Princeton Times


November 9, 2012

Students improve grades with help of CU tutors

PRINCETON — When the school day ends at Melrose Elementary, Ethan Parsons, a student in Mrs. Cox’s class, does not head home. Instead, Parsons walks to the school’s cafeteria, where every Monday and Wednesday, Concord University students help tutor the children.

Parsons was planning on working on his homework Wednesday afternoon. Before he started, he said that he was going to work on his math homework. Parsons said that his class was working on “measuring stuff.”

Then, he agreed that his grades have risen because of the program.

He’s not the only person that’s pleased with the program, though. Melrose Principal Ernestine Battlo took a few minutes from her hectic day (one of the teachers was out for the day and a mix-up led to the students not being called to the buses at the normal times) and said the she, too, was impressed.

“We’ve just been so impressed with the number of kids that have come out for this,” Battlo said before rounding up another bunch of kids for a bus.

Later, Concord University Professor Andrea Campbell, who’s the director of the Melrose site, explained that a similar program started last year at Athens School. Due to high parent demand, Campbell said the program was expanded to Melrose.

Then, she explained that Concord Elementary Educa-tion students come to the school Monday and Wednes-day to help the students. It gives the students a chance to get some real life experience helping children learn.

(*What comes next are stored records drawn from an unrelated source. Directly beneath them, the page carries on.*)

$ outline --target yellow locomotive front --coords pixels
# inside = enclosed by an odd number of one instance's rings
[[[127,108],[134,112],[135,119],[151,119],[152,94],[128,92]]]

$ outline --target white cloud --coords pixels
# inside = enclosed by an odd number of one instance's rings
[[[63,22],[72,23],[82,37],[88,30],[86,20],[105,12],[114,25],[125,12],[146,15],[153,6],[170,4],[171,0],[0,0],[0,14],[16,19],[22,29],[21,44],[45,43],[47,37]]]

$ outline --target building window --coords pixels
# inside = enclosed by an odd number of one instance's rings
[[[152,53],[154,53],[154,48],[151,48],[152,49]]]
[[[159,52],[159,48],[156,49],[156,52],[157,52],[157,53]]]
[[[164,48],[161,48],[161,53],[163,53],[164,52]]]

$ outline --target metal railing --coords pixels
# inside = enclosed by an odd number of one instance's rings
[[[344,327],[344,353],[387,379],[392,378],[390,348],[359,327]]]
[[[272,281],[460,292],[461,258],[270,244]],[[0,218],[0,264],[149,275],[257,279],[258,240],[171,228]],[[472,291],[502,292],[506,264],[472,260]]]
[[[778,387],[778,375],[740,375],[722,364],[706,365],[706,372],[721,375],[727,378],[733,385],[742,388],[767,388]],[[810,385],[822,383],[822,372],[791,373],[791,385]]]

Teachers and parents can work with the Concord students like Ashley Fury to shore up weak areas.

As children started to find their way into the cafeteria, Fury said the tutoring program gave her a chance to practice and she was there to assess the needs and help the students learn.

Fury added that she wanted to teach preschool aged children. Before she could say more though, she was bombarded with requests from students.

As the Concord students settled the younger children down, Battlo took a moment to look out over the cafeteria. All around, she must have seen pencils going up and down and students’ eyes deep into a book.  Then, she seemed to feel a little better about a hectic end to her day.